Adán Isais Franken Part Example

Hey everyone, let me share this Franken-Part from a situation I ran into a few years ago. This part took almost 2 hours to rebuild despite the fact that it looks prety simple.

 

The person who shared this model with me sells refractory bricks for industrial furnaces, and their way of quoting projects was to create the entire brick layout inside a single part file in order to get an exact quantity estimate.

They reached out to me because their computer was taking way too long to rebuild the part and, since I happened to be selling one laptop at the time, they wanted to see if that laptop would perform better.

As a side note, I used to work as a technical support engineer at a SolidWorks reseller, so I know with confidence that most of the time when a component, assembly, or part causes SolidWorks to slow down, it’s usually due to poor modeling practices, things like setting image quality too high, adding unnecessary details, not repairing imported geometry, and so on.

So I asked them to send me the file so I could review it and provide an actual diagnosis.

One of the things that I've noticed throughout my carrer is that some CAD instructors/teachers, teach people to do everything using the fewest possible features, or tell people to place everything into a single sketch, or insist that the first sketch should always start on the Front plane. Unfortunately, that’s not necessarily the right approach for every occasion.

That’s partially what happened here.

 

This part only contains six features.

 

The first feature is a single sketch containing all the outer brick profiles for the first row, created using a sketch pattern, followed by a single Boss-Extrude.

 

The second feature uses another large sketch with patterned geometry to create the offset second row and generate the brick arrangement.

 

For the third and fourth features, the same workflow was repeated for the internal bricks (large sketches with sketch patterns followed by extrusions).

 

The fifth feature is a Linear Pattern of the previous four features, and the sixth feature is a Cut-Extrude used to trim certain wall heights.

 

The issue comes from two different levels of duplication happening at the same time.

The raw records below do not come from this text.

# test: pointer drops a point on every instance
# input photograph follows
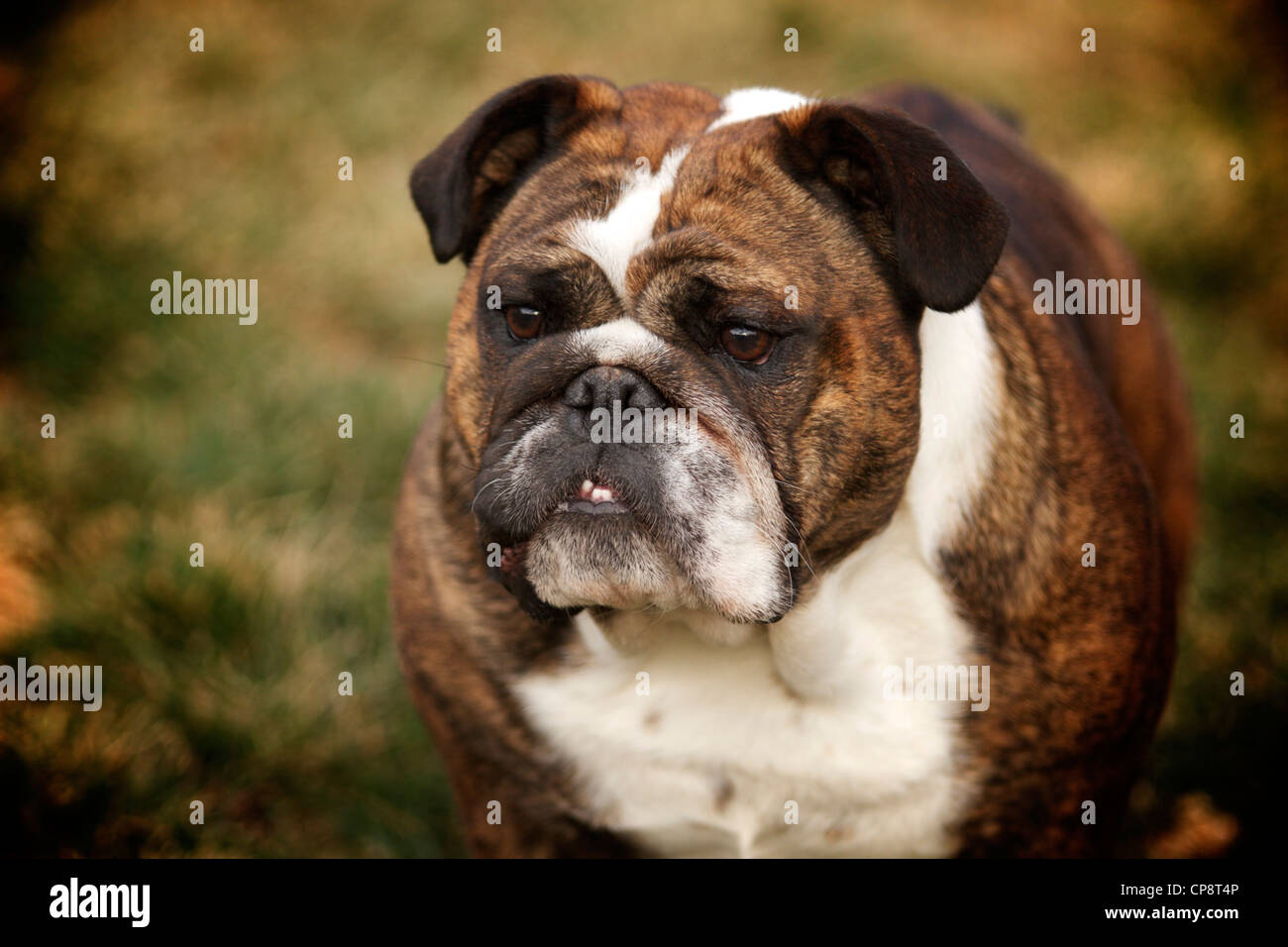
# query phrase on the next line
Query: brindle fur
(1093, 444)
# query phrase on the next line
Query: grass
(222, 681)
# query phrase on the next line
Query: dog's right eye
(523, 321)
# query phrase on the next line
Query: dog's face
(684, 359)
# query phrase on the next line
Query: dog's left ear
(463, 184)
(947, 230)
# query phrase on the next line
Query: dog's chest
(697, 749)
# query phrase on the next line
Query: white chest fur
(787, 744)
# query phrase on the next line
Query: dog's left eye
(523, 321)
(747, 344)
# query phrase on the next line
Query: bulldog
(894, 474)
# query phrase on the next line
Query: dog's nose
(604, 384)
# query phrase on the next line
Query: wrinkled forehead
(681, 178)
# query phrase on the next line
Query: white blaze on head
(614, 240)
(745, 105)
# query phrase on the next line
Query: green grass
(178, 429)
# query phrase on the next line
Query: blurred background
(220, 681)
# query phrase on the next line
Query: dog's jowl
(905, 582)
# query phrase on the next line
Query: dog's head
(684, 359)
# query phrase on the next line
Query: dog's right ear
(462, 185)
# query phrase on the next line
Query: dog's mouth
(592, 497)
(595, 499)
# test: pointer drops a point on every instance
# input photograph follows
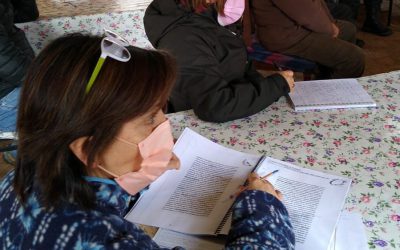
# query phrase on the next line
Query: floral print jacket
(259, 221)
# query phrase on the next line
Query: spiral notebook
(330, 94)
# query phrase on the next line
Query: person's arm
(25, 10)
(308, 14)
(259, 219)
(212, 97)
(15, 57)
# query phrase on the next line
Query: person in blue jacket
(92, 137)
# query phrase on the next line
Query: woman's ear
(77, 148)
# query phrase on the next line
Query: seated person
(372, 23)
(15, 56)
(310, 32)
(214, 78)
(91, 138)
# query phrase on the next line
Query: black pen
(277, 66)
(244, 187)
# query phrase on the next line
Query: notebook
(330, 94)
(196, 199)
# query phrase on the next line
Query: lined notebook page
(330, 94)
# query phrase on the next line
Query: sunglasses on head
(114, 46)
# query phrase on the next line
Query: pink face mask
(233, 10)
(156, 151)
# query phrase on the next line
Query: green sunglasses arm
(95, 73)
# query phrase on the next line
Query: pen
(268, 175)
(244, 187)
(277, 66)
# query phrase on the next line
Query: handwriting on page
(334, 93)
(199, 191)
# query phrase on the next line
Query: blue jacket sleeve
(260, 221)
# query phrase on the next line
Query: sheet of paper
(349, 233)
(313, 199)
(195, 198)
(329, 94)
(169, 239)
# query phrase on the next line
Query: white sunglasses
(114, 46)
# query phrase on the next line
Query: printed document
(313, 199)
(195, 198)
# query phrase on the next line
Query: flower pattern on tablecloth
(363, 144)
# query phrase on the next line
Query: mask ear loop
(107, 171)
(127, 142)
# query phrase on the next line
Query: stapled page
(314, 201)
(195, 198)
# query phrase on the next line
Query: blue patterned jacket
(258, 220)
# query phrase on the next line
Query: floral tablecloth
(363, 144)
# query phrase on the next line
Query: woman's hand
(174, 163)
(257, 183)
(288, 75)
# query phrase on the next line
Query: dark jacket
(282, 23)
(214, 79)
(15, 51)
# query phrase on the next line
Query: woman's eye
(152, 119)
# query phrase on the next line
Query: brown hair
(54, 111)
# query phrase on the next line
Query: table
(363, 144)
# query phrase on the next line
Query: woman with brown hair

First, large sketches with many entities, and especially sketch patterns, require considerable processing power because SolidWorks has to solve all sketch relations and regenerate all patterned entities.

Second, Feature Patterns internally replicate and rebuild every feature with their sketch for every instance.

So now we don’t just have four features with complex sketches, we also have the entire set of features and sketches copied again 20 times through a Linear Pattern.

That combination increases rebuild time dramatically.

 

The solution was to create the bricks as individual parts and then use Component Patterns inside an assembly.

 

Now we have less than a second of rebuild time.

Assemblies in SolidWorks can handle hundreds or even thousands of instances of the same component much more efficiently, while also allowing advanced workflows such as Lightweight Components, SpeedPak, Large Assembly Mode, and Large Design Review.

Conclusion:

Some things that seem simple on the surface can become surprisingly complex if we don’t understand how SolidWorks works internally.

Once we understand that, we can design better alternatives, in this case, using component patterns in an assembly instead of combining sketch patterns and feature patterns inside a single part.